第三章:タスクの割り振りと進捗管理について

 リーダーの最も大きな仕事の一つが、メンバーへのタスク分配です。作業としては至極単純で、必要なタスクを洗い出し、適切にメンバーに割り振り、タスクの進捗を管理するだけ……なのですが、単純なものほど難しいとはよく言ったもので、この仕事は一筋縄ではいきません。しかもこのタスク分配は非常に重要で、リーダーの分配スキルが、チーム全体の出力を大きく左右するといっても過言ではありません。

 この章では、そんなタスクの割り振りから進捗管理について、いくつかの提案をしていきます。


計画的にタスクを進めるメンバーなどいない

 この世界のほとんどの人間は、計画的に少しずつタスクを進めたりしません。締め切りが近づいてきて初めて仕事に取り掛かり、仕事効率の最大瞬間風速を記録するのは締め切りの直前です。

 夏休みの宿題をギリギリになって泣きながらこなしていたあの頃から、私たちはちっとも成長していません。メンバーが計画的にタスクをこなしている前提で話を進めようとすると、企画が破綻します。


「外圧」という役割

 調整やタスク割り振り、いざというときに責任を取る……そういったわかりやすい仕事に加えて、リーダーには隠れたもう一つの重要な役割があります。それが外圧です。

 自分を完全に律し、自分だけの力で作業を進められる人間はそう多くありません。大抵の人間は、期限や期待など、周囲からの圧力に押されて仕事を始めます。この圧力を生むのが、リーダーの仕事です。ぐだぐだになってしまう企画の多くが、外圧不足によるものです。

 外圧のあげ方についてはそれぞれの章で適宜触れていますが、基本的には定期的な進捗確認と締め切りの厳守が圧力維持の要になります。

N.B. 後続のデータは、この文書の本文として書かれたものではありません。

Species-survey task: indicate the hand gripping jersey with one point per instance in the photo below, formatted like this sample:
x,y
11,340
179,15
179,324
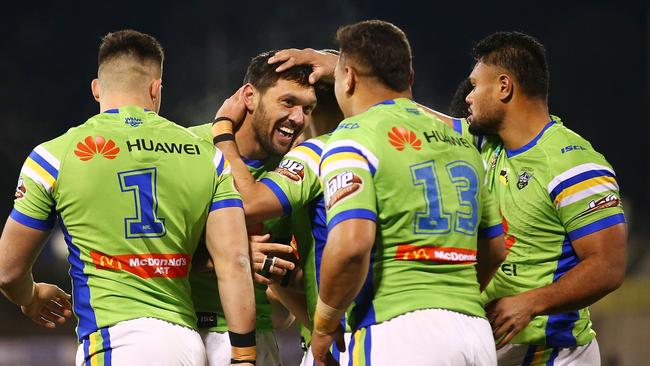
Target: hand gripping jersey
x,y
205,292
423,185
128,188
551,191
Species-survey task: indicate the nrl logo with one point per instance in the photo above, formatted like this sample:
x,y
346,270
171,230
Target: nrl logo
x,y
524,177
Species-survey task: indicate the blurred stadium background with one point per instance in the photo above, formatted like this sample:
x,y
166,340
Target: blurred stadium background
x,y
598,52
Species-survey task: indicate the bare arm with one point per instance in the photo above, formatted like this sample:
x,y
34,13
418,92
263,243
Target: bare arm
x,y
600,271
227,243
45,304
491,253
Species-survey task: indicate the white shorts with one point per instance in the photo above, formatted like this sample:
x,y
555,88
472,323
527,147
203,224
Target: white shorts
x,y
425,337
341,357
217,346
142,341
523,354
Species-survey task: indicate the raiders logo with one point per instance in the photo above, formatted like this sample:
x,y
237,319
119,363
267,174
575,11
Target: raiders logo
x,y
20,188
524,177
340,186
291,169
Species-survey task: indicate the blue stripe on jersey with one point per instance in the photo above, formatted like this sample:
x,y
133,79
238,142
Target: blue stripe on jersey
x,y
363,313
312,147
44,164
530,354
279,193
28,221
490,232
222,163
253,163
601,224
515,152
351,149
577,179
559,327
80,291
358,213
458,127
551,359
106,347
231,202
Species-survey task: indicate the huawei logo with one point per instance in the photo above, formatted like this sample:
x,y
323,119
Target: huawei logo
x,y
400,136
87,149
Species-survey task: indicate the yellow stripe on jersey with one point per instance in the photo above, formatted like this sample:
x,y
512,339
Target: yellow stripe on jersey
x,y
41,172
583,186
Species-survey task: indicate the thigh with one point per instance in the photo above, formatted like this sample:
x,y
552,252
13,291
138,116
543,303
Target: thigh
x,y
142,341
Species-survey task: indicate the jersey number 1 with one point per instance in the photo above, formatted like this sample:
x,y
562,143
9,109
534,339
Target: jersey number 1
x,y
435,220
145,224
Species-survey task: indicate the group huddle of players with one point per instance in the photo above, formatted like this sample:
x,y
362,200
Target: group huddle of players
x,y
395,235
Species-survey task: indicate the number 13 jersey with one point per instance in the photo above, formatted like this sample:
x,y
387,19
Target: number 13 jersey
x,y
131,191
423,184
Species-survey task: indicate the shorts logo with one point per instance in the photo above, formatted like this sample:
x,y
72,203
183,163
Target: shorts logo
x,y
400,136
20,188
524,177
87,149
291,169
340,186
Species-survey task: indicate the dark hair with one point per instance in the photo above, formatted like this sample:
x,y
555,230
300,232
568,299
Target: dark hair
x,y
128,42
382,47
262,75
458,105
520,54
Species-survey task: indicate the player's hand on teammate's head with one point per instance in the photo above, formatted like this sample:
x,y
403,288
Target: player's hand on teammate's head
x,y
322,63
234,108
49,307
275,257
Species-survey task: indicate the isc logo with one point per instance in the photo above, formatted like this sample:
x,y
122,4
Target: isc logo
x,y
341,186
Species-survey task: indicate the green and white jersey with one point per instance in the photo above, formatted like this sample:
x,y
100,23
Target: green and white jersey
x,y
552,191
296,184
205,292
422,184
128,188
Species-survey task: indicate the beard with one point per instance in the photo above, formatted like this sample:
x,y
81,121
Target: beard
x,y
264,129
489,123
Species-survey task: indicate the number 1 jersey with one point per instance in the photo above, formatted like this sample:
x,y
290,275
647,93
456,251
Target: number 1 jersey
x,y
131,191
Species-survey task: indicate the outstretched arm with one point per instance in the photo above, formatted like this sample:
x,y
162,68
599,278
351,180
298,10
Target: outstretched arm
x,y
47,305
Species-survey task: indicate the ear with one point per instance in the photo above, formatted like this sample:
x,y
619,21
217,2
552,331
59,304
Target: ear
x,y
251,96
506,87
350,80
94,88
155,89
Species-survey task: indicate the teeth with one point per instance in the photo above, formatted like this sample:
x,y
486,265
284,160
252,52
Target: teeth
x,y
287,130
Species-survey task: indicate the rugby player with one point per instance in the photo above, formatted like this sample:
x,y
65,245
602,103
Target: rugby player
x,y
561,207
128,188
274,109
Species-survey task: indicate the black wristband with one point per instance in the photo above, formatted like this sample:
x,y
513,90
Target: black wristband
x,y
223,119
242,340
223,137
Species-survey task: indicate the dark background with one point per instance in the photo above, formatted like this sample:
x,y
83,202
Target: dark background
x,y
597,52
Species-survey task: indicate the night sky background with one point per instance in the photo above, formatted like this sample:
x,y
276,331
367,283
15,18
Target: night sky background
x,y
597,52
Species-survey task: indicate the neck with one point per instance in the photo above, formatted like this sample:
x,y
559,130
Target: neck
x,y
109,101
523,123
369,95
247,141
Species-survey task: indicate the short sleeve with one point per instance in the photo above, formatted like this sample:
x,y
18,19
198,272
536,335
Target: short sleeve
x,y
586,197
225,193
34,203
295,181
348,166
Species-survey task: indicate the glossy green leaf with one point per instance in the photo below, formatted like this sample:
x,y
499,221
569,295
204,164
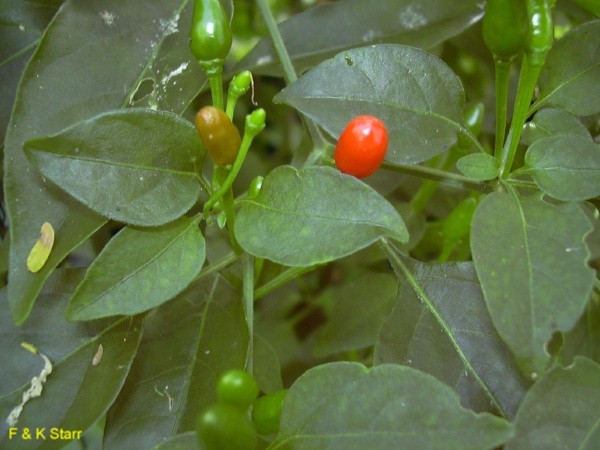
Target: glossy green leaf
x,y
532,263
584,337
572,71
549,122
336,26
139,269
479,166
346,405
77,392
422,107
565,167
63,84
21,26
267,369
314,215
440,325
561,410
184,441
128,165
358,312
187,344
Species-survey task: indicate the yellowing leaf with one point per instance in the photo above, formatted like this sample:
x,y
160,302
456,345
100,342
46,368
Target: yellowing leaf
x,y
41,249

 もちろん圧力が強すぎると潰れてしまうので、作業を促す程度の適度な圧力になるように調整しましょう。


タスクの割り振りを恐れない

 リーダーのも犯しがちなミスの一つが、変な遠慮をしてメンバーにタスクを割り振らない、あるいはごく少ないタスクだけを割り振ってしまうことです。

 まず全く割り振らないとどうなるかということですが、単純に仕事が進みません。「これやらないとね~」とだけ言ってメンバーの方をチラチラ見ていても、基本的には誰もそのタスクをやってくれないからです。特に新しく増えたタスクについては、リーダーがしっかりと割り振っていきましょう。

 次に割り振るタスクが少なすぎる場合について言えることは、むしろそれがメンバーに対して不誠実な態度だということです。企画に参加した以上、メンバーはタスクをこなす覚悟ができているはずです。だからこそ、メンバーの使えるリソースを考え、少なすぎず多すぎないタスクを割り振るのがリーダーの義務です。逆にタスクが全然もらえないと、企画への熱量は失われていきます。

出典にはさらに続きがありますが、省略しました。